Hélène Lindqvist (born 1968 in Stockholm, Sweden) is a Swedish soprano singing opera, operetta, oratorio, art song and musical theatre.

Biography and Artistic Work 
Lindqvist is of Swedish and Egyptian descent. She began her vocal training in Stockholm with the Florence Düselius. She then studied at the University of Music in Saarbrücken, Germany and at the Mozarteum in Salzburg, Austria. While there in 1995, she passed the exam to be a soloist in the musical theater. She took singing lessons with Jessica Cash, Éva Marton and Bernd Weikl, in addition to Prof. Renate Stoll-Bellmann.

Hélène Lindqvist had her first engagements at the Frankfurt Chamber Opera, the Norddeutscher Rundfunk (NDR) and the Ensemble Alta Musica Frankfurt. From 1996 to 1999 she was a permanent member of the Saarland State Theater. There she sang the following roles: Ännchen in Der Freischütz, Ilia in Idomeneo, Kriemhild in the operetta The Merry Nibelungs, Belinda in Dido and Aeneas, the Hitomaru in the Die Reise and other supporting roles. She had a guest engagement at Theater Regensburg for 2001/2002 and 2009/2010, where she sang Gilda in Rigoletto, Franziska Cagliari in Wiener Blut, Morgana in Alcina, Nuri in Tiefland and Tatyana in Eugene Onegin. Additional guest engagements followed at the Hamburg State Opera as Damigella/Fortuna in The Coronation of Poppea, and the City Theater Augsburg as Gilda in Rigoletto.

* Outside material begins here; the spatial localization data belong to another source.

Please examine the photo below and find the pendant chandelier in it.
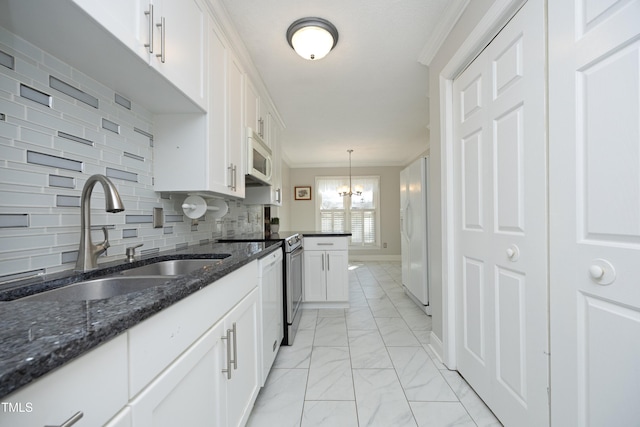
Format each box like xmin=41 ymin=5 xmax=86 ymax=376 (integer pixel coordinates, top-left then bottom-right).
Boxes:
xmin=338 ymin=149 xmax=362 ymax=197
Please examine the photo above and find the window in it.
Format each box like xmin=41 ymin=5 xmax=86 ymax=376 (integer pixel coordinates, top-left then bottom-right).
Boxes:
xmin=316 ymin=176 xmax=380 ymax=247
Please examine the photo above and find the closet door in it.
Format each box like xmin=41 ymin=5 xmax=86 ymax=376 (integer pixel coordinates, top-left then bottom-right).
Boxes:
xmin=549 ymin=0 xmax=640 ymax=426
xmin=453 ymin=0 xmax=549 ymax=427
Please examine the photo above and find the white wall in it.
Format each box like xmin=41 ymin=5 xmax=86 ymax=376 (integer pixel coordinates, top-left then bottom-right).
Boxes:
xmin=0 ymin=27 xmax=262 ymax=281
xmin=289 ymin=167 xmax=402 ymax=260
xmin=429 ymin=0 xmax=496 ymax=340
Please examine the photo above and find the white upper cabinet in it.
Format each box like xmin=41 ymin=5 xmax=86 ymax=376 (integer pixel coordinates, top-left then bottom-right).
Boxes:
xmin=73 ymin=0 xmax=153 ymax=61
xmin=73 ymin=0 xmax=207 ymax=109
xmin=147 ymin=0 xmax=207 ymax=107
xmin=154 ymin=15 xmax=245 ymax=198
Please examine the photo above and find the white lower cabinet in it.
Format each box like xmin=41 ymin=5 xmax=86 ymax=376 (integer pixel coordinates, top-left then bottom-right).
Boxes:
xmin=222 ymin=289 xmax=260 ymax=427
xmin=0 ymin=334 xmax=128 ymax=427
xmin=130 ymin=278 xmax=260 ymax=427
xmin=130 ymin=322 xmax=225 ymax=427
xmin=258 ymin=250 xmax=284 ymax=386
xmin=304 ymin=237 xmax=349 ymax=303
xmin=0 ymin=261 xmax=262 ymax=427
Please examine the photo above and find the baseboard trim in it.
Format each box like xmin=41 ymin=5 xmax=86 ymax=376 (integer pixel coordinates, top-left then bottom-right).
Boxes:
xmin=429 ymin=331 xmax=446 ymax=366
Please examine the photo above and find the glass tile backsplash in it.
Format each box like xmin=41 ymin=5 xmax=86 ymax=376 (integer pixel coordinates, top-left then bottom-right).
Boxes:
xmin=0 ymin=28 xmax=263 ymax=276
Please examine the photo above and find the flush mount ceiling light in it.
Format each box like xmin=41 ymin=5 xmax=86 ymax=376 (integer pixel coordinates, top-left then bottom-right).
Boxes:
xmin=287 ymin=17 xmax=338 ymax=60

Her extensive repertoire includes many Baroque operas, including Henry Purcell, George Frideric Handel and Claudio Monteverdi. She also sang roles as Donna Anna (Don Giovanni), Violetta (La Traviata), Fiordiligi (Così Fan Tutte), Michaela (Carmen), Desdemona (Otello), etc.

In 2004 Hélène Lindqvist undertook a tour of Japan, where she appeared as The Countess in The Marriage of Figaro. In addition, the artist took a concert tour through Egypt.

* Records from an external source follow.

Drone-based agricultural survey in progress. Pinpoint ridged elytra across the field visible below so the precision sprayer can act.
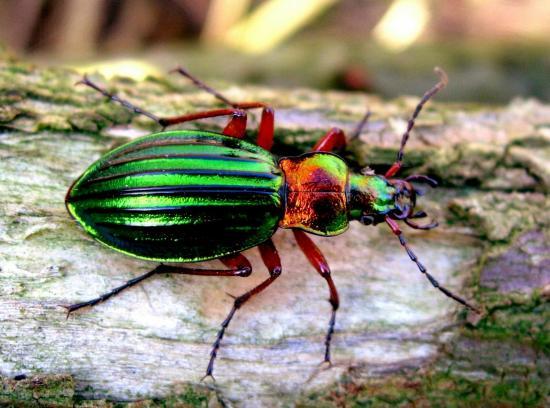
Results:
[65,68,480,377]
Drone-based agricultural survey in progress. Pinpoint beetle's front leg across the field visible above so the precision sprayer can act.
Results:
[292,230,340,364]
[311,110,370,152]
[203,239,282,379]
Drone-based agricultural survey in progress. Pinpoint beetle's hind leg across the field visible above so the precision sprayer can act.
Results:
[207,239,282,379]
[63,254,252,317]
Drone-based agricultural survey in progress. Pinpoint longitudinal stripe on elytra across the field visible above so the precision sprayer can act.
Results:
[70,185,277,201]
[82,169,278,186]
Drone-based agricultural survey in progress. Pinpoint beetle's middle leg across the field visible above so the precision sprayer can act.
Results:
[204,239,282,378]
[77,75,275,145]
[292,230,340,364]
[172,67,275,150]
[63,253,252,317]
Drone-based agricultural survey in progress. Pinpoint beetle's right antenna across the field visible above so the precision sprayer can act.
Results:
[385,67,449,178]
[386,216,481,314]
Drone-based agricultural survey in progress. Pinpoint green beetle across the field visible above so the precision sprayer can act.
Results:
[65,68,478,376]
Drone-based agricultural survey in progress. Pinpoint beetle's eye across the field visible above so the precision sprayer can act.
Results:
[359,215,374,225]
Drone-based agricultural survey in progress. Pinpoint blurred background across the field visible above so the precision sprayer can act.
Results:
[0,0,550,103]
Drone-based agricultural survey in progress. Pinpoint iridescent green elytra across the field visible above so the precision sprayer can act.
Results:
[66,130,394,262]
[66,130,283,262]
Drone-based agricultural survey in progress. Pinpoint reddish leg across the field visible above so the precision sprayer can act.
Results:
[207,239,282,378]
[77,76,274,146]
[63,254,252,317]
[312,128,346,152]
[171,67,275,150]
[311,110,370,152]
[292,230,340,364]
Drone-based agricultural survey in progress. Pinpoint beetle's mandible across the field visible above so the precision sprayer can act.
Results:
[65,68,479,376]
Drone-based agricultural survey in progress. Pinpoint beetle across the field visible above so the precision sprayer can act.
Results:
[65,67,479,377]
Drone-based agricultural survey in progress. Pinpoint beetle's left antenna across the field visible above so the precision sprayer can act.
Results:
[385,67,449,178]
[386,216,481,314]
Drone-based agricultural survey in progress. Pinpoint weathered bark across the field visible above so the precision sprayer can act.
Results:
[0,55,550,406]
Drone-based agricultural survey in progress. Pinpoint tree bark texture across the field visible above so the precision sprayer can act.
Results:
[0,57,550,407]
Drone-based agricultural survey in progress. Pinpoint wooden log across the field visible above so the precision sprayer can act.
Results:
[0,58,550,406]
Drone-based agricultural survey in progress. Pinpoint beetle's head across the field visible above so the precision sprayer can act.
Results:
[388,175,437,229]
[350,173,437,229]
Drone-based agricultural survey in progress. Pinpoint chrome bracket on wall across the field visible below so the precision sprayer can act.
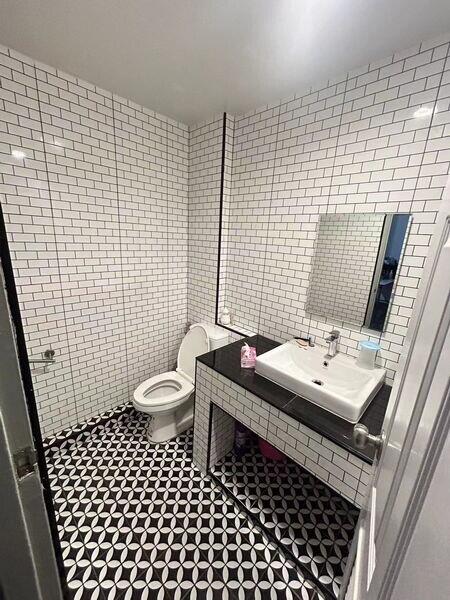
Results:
[13,446,37,481]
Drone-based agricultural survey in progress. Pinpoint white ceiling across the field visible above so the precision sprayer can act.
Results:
[0,0,450,123]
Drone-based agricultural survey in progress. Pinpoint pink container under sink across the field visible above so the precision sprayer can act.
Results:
[258,438,286,462]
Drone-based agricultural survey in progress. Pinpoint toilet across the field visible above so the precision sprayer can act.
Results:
[133,323,229,444]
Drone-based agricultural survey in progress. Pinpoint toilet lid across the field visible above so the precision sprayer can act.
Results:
[178,325,209,381]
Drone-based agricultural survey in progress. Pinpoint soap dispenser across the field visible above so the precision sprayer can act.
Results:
[220,308,231,325]
[356,340,380,369]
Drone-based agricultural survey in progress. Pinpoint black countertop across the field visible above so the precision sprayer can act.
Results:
[197,335,391,464]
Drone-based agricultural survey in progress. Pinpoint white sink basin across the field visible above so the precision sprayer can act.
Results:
[256,340,386,423]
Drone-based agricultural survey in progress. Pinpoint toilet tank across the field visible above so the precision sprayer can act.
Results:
[193,323,230,350]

From 2006 to 2009, Lindqvist was a regular ensemble member of the Theater Ulm. While there, she sang, among others, the parts of Kostanze in The Abduction from the Seraglio, Ninetta in The Love for Three Oranges, Gilda in Rigoletto, (als steppende) Electress Marie in Der Vogelhändler, Fiorilla in Il turco in Italia, Alcina in Alcina, Euridice in Orfeo ed Euridice and also Mary Magdalene in Jesus Christ Superstar.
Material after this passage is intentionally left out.